Photos by Alison Michael Orenstein, courtesy Table (3). Click on image to expand.
Table, a restaurant in the center of the town of Blue Hill, bills itself as “A Farmhouse Bistro,” a phrase that hardly does it justice. In fact, it could be considered a misnomer.
“Farmhouse” suggests a white wood-frame structure surrounded by fields, outbuildings, and barnyard animals. The dining room, family style in atmosphere, would be large and open, with a linoleum floor, trestle tables, straight-backed chairs, and a woodstove in the corner. The walls, decorated with old farm implements and pictures of cows, would be whitewashed. The menu would feature three unadorned categories—meat, potatoes, vegetables—with a token garden salad thrown in for the squeamish; i.e., the heart and soul of what the foodies derisively call “comfort food.”
“Bistro” suggests a small restaurant, not much larger than a cafe, with Toulouse-Lautrec posters on the walls and a Parisian chanteuse in the background. The waiters would wear short, white aprons; the menu would make reference to haricots verts and shiitake mushroom sauté.
Table is none of that. (Has anyone noticed the reduction in restaurant names? Are Chair, Plate, or Spoon next?) Yes, if you stand in the middle of Main Street, Blue Hill, and squint your eyes to screen out the gas station to the right and the block of stores to the left, the building could possibly stand in for a farmhouse, but open the door and any similarity ends. So, too, does the possibility of Toulouse-Lautrec or the Parisian chanteuse. Situated next to a stream that tumbles down through the village and into the head of the harbor, it has three dining areas: a slightly formal room in front, with a bar; a more relaxed “bistro”-style room in the back; and a streamside room, open in the warm months, with a lovely view and atmosphere.
Several readers have asked what we look for in a superior restaurant. There is the menu, of course; there are the ingredients; there is the preparation of the food; and there are the staff, the atmosphere, the elbow room, the consideration paid to the diners, and the actual location of the restaurant itself. In reference to the latter, we look for a place where we can walk after a fine, relaxing meal; where we can take a stroll through quiet streets and picturesque settings. In other words, we appreciate a fine restaurant that is part of a total picture, or, conversely, a total picture that includes a fine restaurant. By those standards, Table is superior.
Photo by Alison Michael Orenstein, courtesy Table
Click on image to expand.
Like many contemporary restaurants with a conscience, the emphasis at Table is on local ingredients. Local fish, local meat, local vegetables (many, in season, from Artisana, the owners’ own farm). While the items on the menu and the ingredients used suggest closeness to the farm—in other words, simple meals, modestly prepared—the reality is quite different. Consider our recent dining experience.

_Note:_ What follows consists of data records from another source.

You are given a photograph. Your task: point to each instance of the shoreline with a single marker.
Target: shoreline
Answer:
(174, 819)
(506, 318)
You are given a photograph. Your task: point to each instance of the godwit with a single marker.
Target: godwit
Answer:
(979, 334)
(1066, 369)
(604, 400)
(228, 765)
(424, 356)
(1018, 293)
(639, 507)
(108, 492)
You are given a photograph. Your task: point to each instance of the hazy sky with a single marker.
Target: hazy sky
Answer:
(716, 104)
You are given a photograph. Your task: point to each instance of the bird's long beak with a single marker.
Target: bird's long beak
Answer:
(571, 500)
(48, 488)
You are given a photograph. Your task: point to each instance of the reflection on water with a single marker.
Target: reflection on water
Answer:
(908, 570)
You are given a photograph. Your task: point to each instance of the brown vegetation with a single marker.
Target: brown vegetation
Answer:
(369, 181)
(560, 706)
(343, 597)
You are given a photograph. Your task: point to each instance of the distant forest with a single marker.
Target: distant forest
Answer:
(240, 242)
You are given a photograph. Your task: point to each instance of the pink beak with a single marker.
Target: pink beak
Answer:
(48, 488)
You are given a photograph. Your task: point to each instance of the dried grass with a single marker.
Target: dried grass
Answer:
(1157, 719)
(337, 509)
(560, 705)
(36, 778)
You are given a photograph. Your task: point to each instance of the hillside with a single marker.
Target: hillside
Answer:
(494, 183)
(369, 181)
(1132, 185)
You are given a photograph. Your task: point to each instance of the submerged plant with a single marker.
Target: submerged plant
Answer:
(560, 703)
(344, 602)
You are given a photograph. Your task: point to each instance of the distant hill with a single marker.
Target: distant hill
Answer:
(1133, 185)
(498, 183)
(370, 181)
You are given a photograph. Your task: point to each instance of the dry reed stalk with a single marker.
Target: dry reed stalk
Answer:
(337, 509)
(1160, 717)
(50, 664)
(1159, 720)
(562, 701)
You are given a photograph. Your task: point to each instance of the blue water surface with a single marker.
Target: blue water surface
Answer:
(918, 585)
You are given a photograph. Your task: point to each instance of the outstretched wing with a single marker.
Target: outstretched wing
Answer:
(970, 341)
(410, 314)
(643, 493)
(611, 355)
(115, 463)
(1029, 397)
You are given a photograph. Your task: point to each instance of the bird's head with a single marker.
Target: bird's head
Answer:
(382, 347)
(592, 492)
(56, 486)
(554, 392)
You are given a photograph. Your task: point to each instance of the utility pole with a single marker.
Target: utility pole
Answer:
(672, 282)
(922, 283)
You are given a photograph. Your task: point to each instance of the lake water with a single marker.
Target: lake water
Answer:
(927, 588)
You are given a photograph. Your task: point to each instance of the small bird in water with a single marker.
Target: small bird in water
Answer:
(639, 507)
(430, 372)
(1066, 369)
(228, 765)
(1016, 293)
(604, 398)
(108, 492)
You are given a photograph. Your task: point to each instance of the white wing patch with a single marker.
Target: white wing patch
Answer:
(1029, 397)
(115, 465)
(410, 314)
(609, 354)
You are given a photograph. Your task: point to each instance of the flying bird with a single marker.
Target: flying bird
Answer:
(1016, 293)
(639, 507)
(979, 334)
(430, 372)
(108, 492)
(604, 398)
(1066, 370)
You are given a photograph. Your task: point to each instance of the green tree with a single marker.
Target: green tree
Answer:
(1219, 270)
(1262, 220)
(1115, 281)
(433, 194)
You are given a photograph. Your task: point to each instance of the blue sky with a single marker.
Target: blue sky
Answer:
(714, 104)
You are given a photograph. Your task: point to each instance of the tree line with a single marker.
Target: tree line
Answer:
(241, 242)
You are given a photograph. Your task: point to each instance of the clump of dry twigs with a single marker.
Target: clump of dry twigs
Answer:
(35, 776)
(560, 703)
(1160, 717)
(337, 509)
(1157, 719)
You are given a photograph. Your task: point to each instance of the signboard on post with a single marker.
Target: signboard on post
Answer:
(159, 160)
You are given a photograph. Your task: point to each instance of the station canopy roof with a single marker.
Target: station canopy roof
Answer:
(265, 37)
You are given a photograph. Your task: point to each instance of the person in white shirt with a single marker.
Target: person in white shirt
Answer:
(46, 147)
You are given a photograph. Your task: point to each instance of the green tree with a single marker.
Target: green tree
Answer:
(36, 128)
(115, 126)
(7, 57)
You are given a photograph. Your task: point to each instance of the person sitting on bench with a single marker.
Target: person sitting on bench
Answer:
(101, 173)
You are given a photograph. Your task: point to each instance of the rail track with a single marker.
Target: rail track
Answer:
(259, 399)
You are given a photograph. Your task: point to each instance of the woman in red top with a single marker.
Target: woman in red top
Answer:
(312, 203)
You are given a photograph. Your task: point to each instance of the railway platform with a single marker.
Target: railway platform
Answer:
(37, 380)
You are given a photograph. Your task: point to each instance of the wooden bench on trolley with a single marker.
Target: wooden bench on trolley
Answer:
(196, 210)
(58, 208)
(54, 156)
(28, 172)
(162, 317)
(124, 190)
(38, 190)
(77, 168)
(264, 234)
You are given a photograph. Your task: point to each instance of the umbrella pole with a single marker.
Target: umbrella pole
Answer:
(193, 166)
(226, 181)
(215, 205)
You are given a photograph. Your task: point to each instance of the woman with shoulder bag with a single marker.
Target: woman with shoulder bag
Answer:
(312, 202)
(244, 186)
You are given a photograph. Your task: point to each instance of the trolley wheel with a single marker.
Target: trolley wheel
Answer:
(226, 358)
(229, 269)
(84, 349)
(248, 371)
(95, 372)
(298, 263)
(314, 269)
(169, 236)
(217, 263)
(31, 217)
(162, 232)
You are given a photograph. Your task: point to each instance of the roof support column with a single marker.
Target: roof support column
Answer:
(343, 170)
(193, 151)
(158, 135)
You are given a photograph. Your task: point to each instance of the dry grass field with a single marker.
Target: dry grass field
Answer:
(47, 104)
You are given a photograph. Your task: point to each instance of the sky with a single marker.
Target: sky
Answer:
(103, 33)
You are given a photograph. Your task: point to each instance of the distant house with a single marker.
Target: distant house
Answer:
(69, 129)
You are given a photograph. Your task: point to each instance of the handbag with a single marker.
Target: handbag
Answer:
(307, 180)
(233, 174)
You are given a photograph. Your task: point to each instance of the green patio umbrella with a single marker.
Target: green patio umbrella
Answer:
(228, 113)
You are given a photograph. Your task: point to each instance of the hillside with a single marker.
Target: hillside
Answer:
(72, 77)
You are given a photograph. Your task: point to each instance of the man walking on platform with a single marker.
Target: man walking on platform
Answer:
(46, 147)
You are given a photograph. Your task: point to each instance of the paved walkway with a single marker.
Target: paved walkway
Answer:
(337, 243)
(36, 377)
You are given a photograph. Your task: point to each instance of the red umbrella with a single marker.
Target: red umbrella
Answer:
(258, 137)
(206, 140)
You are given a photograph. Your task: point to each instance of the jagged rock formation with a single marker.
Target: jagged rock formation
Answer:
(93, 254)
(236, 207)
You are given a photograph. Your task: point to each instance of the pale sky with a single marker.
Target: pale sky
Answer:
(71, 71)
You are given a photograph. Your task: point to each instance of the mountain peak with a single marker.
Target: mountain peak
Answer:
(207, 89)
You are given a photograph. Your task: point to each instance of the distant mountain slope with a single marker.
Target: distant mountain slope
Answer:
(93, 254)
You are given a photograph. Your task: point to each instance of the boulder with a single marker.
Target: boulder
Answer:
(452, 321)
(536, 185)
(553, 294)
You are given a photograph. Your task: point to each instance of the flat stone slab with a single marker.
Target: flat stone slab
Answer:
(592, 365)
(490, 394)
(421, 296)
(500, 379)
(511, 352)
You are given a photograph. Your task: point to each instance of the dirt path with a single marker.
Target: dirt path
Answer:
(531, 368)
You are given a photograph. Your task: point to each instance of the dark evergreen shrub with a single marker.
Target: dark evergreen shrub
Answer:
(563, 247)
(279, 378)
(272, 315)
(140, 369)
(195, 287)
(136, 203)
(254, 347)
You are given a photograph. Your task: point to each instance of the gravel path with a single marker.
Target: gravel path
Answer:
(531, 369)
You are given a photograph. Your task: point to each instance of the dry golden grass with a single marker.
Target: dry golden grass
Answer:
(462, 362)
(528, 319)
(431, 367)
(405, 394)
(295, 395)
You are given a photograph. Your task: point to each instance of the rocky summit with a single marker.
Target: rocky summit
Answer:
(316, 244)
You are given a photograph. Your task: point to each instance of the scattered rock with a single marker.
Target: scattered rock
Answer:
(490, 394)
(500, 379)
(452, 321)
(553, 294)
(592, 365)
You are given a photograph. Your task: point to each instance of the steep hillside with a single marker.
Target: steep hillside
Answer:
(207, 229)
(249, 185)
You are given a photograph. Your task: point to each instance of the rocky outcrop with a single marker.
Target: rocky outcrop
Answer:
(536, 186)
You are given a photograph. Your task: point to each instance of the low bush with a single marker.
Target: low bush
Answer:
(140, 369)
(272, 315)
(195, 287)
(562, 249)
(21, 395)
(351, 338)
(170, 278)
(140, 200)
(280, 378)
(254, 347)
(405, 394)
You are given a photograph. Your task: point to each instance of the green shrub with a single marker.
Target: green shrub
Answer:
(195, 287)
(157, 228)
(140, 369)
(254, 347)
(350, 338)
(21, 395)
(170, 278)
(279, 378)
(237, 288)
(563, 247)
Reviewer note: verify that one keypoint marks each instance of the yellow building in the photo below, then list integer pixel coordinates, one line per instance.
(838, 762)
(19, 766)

For the main course I had Meatloaf d’Amour—beef, veal, and pork, served with bacon and bordelaise sauce, with mashed potatoes and peas.
Meatloaf is big around my house. I won’t go so far as to say I’m a connoisseur, but I will say I’ve eaten a lot of meatloaf and therefore know how to identify that which is exceptional. Table’s was perfect; not too dry, not too moist, with just the right sauce to enhance the flavor. So, too, were the vegetables that accompanied it, especially the mashed potatoes that were enhanced with something beyond the main ingredient.
Eileen had Grilled Flat Iron Steak—“Topped with Maytag blue cheese, served with a potato and root vegetable rosti and sautéed greens.” She loved the steak, raved about the rosti, and was impressed with the greens (in this case, kale).
Other menu choices included Pan-Seared Port Clyde Fish of the Day, “with cornichon remoulade, pickled cabbage slaw, roasted beets and potatoes;” Pork Rib Chops, “cooked in a slow oven with 30-Acre Farm sauerkraut, artisan smoked bacon, and fresh thyme, served with roasted potatoes and Rayes Mustard;” Pan-Served Aroostook County Lamb Chops, “with sorrel and mint gremoulata, served with roasted potatoes and fresh vegetables;” Vegetarian Risotto, “fresh seasonal vegetable simmered with imported arborio rice in an herb-rich vegetable stock enriched with Anne Bossi’s Chevre;” and surely something out of the ordinary, Lobster Mac & Cheese, “a generous portion of fresh-picked lobster meat baked into our 5 cheese Mac & Cheese, served with a side of greens.”
There is, in addition, a wide selection of appetizers, soups, salads, and desserts. Especially notable is the cheese plate that features local product, including Seal Cove’s Olga, Pineland’s Cheddar, Anne Bossi’s Pressed Goat Cheese with Thyme & Pink Peppercorns, and Nezinscot Farm’s New Gloucester.
In a nutshell, Table specializes in down-home food taken to a higher level. Anyone who would sneeringly refer to it as comfort food doesn’t know much about the art of the kitchen.